Papa saw tears course down my face, took out his kerchief and said, “Now we will have none of that,” as he alsway had when Mama was alive. I wanted to reprimand him. Instead, I sniffled them back to please my papa. When I saw him force a smile it seemed to me that, he was relieved that I would not make a scene but be a sensible girl. “Mama knew that she was dying and made me promise that when she did I would give you this book as a gift from me to you, but one wrapped in her love, which,” he insisted while he pulled out his kerchief and dabbed at his eyes, “which she promised would last you your whole life through.”

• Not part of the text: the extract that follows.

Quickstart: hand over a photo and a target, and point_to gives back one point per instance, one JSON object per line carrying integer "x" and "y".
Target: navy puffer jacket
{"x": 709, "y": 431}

I wanted to yell at him and tell him he was a bloody fool to think that a book--no matter how grand, could replace my mother. Instead, I unwrapped the precious fabric, which was all that remained of my parents’ pledge of their troth to each other and read, "Peter and Wendy by JM Barrie, illustrated by F. D. Bedford." It being 1911, I knew this book cost more than my papa and mama should have ever thought to spend. For gifts were usually made at home and done from scraps and bits or on rare occasions yarn for mama to knit a much needed scarf, mittens or sweater could be purchased or bartered for if need be. However, a book--not the Holy Book, a children’s book from the looks of it, was a singularly odd gift indeed.

“Your mama fancied it for you since it is about children some of whom do not have a mother. She hoped that it would give you solace if instead of thinking only about yourself, you did as she did and strove to use your situation to help others.”

I wanted to yell at papa for making me feel far worse than I already did. Yet I could not for mama was right and I knew it. I nodded my head, took the slim volume, turned, and entered the kitchen. I put the kettle on to boil and sat down by the window where the light was best. An hour passed--maybe two before I noticed that the pain in my heart had somewhat been ameliorated by my concern for Wendy, her brothers, Peter Pan and the lost boys.

I began to write down all that I have shared with you. However, that was a very longtime ago. Tonight I am giving this book to you Johnny as it was given to me for you see this book is for children like you. Ah, I see you are looking at me as if to say, grandmamma no one I have cared for has died. You are right and glad I am of that! Yet since this novel helped me become me, I believe with Gods help the very same thing will happen to you so let us read it together tonight.